Cervical spine injury is the orthopaedic injury that primary care, sports medicine, and emergency clinicians cannot afford to miss. The cervical spine carries the head, transmits the spinal cord, and tolerates very little error - a missed unstable fracture can cause permanent quadriplegia or death. Recognition depends on a small number of clinical decision rules, a low threshold for imaging, and clear emergency pathways anchored to NICE NG41 and BOAST 2025 (Assessment of the Spine in the Trauma Patient). The approach is rule-based at point of contact: NG41 uses the Canadian C-spine rule to identify low-risk patients in whom the spine can be cleared clinically; everyone else gets imaging. CT is first-line in adults aged 16 or over; MRI follows for cord, root, ligamentous, or persistent neurological concerns. Mechanisms range from elderly low-energy falls (commonly producing odontoid peg fractures) to high-energy sport and road traffic injuries.

Anatomy & Pathophysiology

The cervical spine has seven vertebrae divided functionally into the upper cervical (occiput-C1-C2) and the subaxial spine (C3-C7). The upper cervical complex provides most rotation (around 50% at the atlanto-axial joint) and flexion-extension at the atlanto-occipital joint. The subaxial spine carries the brunt of axial loading, with the dens (odontoid peg) of C2 sitting within the ring of C1 and held by the transverse atlantal ligament.
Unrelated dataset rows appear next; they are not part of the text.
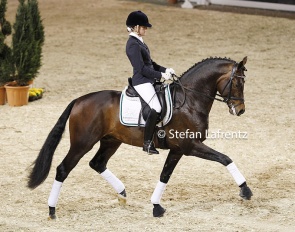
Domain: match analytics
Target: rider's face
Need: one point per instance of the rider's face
(142, 30)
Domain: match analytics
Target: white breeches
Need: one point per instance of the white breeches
(148, 94)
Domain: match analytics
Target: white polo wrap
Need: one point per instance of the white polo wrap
(55, 191)
(158, 192)
(113, 180)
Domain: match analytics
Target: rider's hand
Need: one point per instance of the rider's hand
(166, 76)
(170, 70)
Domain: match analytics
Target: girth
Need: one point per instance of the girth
(160, 91)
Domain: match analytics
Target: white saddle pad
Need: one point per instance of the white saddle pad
(130, 108)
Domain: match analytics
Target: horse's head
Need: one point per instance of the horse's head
(231, 88)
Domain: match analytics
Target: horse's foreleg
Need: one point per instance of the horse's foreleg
(108, 146)
(205, 152)
(170, 163)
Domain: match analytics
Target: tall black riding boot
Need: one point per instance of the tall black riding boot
(149, 129)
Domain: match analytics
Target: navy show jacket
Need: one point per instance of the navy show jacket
(144, 68)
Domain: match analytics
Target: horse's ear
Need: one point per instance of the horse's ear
(243, 62)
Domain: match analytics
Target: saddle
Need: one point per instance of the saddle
(145, 108)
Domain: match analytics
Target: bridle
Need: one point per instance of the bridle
(227, 99)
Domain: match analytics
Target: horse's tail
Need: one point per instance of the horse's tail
(43, 162)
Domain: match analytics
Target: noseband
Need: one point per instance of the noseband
(176, 80)
(229, 83)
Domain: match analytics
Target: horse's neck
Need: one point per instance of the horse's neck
(200, 87)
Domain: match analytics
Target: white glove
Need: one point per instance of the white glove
(170, 70)
(166, 76)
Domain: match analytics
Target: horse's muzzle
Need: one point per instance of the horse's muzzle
(238, 109)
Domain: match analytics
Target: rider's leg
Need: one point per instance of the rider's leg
(148, 94)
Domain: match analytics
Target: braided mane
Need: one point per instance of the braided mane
(204, 60)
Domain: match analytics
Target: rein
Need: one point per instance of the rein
(176, 81)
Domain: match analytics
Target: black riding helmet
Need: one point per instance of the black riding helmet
(137, 18)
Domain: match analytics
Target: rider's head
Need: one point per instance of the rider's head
(137, 19)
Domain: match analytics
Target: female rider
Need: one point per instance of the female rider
(145, 73)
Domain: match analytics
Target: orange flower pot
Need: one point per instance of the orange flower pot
(17, 95)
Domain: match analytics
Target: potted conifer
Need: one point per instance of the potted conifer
(27, 42)
(6, 62)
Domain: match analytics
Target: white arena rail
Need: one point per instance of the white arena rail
(241, 3)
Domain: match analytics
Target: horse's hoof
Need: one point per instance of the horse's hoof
(122, 200)
(51, 217)
(158, 210)
(246, 193)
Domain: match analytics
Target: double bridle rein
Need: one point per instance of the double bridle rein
(176, 80)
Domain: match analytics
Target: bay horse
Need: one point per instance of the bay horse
(95, 117)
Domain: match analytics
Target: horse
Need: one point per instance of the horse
(95, 117)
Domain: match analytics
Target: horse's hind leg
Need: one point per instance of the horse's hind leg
(62, 171)
(205, 152)
(171, 161)
(108, 146)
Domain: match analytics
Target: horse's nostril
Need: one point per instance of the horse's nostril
(241, 112)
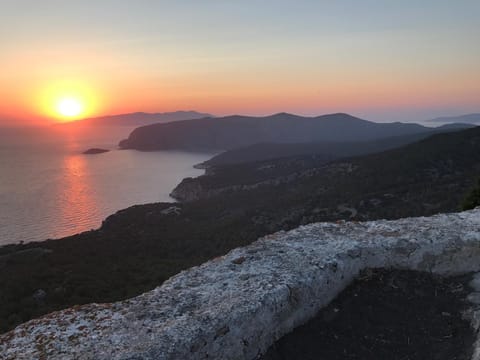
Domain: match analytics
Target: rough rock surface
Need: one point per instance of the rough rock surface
(235, 306)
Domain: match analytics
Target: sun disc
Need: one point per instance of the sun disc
(69, 107)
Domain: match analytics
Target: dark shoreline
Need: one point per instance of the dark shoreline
(387, 314)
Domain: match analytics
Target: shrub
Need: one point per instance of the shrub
(473, 198)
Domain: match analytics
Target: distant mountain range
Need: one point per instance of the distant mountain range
(232, 132)
(139, 118)
(465, 119)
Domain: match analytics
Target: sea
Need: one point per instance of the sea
(49, 189)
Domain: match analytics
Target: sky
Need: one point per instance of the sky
(383, 60)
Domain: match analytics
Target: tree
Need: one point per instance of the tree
(473, 198)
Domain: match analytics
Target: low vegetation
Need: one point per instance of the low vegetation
(140, 247)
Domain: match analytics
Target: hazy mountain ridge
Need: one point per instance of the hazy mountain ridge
(419, 179)
(330, 150)
(237, 131)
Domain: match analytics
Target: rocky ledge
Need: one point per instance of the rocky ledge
(95, 151)
(236, 306)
Stability is best understood in cervical-specific terms rather than the thoracolumbar Denis three-column framework: upper cervical ligament integrity (especially the transverse atlantal ligament), subaxial alignment, vertebral body morphology, the disco-ligamentous complex, facet joint integrity, and neurological status. Specialist classifications (AO Spine subaxial cervical, SLIC scoring) guide formal stability assessment.

Named injuries to know:

  • Jefferson burst (C1 axial load; stability via transverse atlantal ligament integrity, classically the rule of Spence; MRI / CT now more definitive)
  • Hangman's fracture (bilateral C2 pars interarticularis, hyperextension-distraction)
  • Odontoid peg (Anderson and D'Alonzo types I-III; type II at the base is the commonest cervical fracture in the elderly, classically from a low-energy hyperextension fall striking the forehead, and most prone to non-union)
  • Flexion teardrop (anteroinferior triangular fragment with retropulsion, posterior ligamentous disruption, often unstable with cord injury)
  • Extension teardrop (anteroinferior body avulsion, classically older patient, often less catastrophic)
  • Bilateral facet dislocation (severe ligamentous flexion injury, high cord-injury risk)
  • Unilateral facet dislocation (flexion-rotation, perched or locked facet, possible radiculopathy)
  • Clay-shoveller's fracture (stable C7/T1 spinous process avulsion)
Clinical Pearl

High-yield mechanisms. Hyperflexion: anterior wedge, flexion teardrop, bilateral facet dislocation. Hyperextension: Hangman's, extension teardrop, elderly Type II odontoid. Axial load: Jefferson burst (C1), subaxial burst. Flexion-rotation: unilateral facet dislocation.